Mark Nottingham wrote:
Also, if a client doesn't visit for a long time, it will see
http://journals.aol.com/panzerjohn/abstractioneer/atom.xml?
page=2&count=10
and assume it already has all of the entries in it, because it's fetched
that URI before.
Yeah. That's what I was worried about too. The couple of test feeds that
I've subscribed to haven't had any new entries yet so I can't be sure, but
with urls like that I don't see how it can possibly work.
Did you find that algorithm wrong, too hard to understand/implement, or
did you just do a different take on it? Does the approach that you took
end up having the same result?
The problem I had with the algorithm was that it required two passes. The
first pass to gather all the links, starting with the current feed document
and moving back in time through the archives; the second pass to actually
process the documents, starting with the oldest and moving forwards in time.
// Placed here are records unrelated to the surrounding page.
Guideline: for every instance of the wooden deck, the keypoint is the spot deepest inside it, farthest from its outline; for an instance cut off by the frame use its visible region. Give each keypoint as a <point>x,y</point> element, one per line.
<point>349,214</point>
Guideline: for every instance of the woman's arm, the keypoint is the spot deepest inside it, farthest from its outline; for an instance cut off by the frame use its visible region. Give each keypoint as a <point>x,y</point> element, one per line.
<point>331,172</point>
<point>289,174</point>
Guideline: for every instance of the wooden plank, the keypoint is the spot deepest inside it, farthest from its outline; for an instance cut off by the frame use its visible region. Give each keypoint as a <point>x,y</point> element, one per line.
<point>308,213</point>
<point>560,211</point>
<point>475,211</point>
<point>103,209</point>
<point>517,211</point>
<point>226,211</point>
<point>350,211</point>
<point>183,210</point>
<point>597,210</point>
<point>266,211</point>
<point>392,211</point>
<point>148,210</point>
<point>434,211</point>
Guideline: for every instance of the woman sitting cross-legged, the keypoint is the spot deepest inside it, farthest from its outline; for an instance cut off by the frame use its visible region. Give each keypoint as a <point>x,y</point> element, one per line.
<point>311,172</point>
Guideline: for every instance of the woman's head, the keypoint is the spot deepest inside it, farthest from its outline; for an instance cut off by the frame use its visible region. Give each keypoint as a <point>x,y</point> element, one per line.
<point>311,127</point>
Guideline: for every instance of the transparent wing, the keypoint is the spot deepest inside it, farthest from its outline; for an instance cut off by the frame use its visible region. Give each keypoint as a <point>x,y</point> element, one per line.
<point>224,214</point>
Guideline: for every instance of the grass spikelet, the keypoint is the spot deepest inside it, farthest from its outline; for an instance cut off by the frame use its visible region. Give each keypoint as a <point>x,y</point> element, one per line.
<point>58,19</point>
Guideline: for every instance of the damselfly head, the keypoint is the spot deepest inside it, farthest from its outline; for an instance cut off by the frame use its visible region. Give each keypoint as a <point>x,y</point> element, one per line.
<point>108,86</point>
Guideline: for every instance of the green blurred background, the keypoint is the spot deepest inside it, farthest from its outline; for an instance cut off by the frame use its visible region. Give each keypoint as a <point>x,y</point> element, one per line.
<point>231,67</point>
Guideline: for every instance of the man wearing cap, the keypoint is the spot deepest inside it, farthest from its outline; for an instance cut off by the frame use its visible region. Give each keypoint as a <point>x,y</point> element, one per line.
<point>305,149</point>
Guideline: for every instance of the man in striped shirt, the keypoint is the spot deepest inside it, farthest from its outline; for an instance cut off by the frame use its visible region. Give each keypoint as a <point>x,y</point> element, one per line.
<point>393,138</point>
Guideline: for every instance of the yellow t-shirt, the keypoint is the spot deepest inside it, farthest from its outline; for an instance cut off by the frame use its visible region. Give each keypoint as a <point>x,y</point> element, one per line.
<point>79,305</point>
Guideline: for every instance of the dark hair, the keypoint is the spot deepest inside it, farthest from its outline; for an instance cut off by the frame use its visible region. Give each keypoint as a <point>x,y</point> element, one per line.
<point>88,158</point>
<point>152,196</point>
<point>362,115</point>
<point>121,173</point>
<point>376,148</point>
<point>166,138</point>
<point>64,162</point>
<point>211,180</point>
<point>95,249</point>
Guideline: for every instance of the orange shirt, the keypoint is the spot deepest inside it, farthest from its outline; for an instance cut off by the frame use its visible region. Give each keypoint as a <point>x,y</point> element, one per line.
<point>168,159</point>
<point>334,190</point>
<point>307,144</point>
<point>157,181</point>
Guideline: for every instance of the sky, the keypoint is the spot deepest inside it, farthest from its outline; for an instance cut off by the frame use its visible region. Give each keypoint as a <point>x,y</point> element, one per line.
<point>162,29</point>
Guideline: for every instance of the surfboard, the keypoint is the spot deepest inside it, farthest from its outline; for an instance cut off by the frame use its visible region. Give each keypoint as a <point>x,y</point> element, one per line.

Either this required retrieving everything twice, or caching every document
retrieved. Neither of those options sounded particularly appealing to me.
My implementation does everything in one pass. I start by processing the
current feed document. If it contains a history link which I haven't seen
before, I'll retrieve and process that document next. Repeat until there are
no more links or I encounter a link that I've seen before. There are subtle
differences in the results that you would get from my algorithm, and
technically what you're suggesting is more accurate, but I don't think the
differences are significant enough to care about.
Other than that, I skip steps 1 and 2, and I default to using the "next"
link relation (with a fallback to "previous" and "prev"). I may consider
adding support for fh:complete at some point, but for now I'm sticking with
Microsoft's cf:treatAs.
Regards
James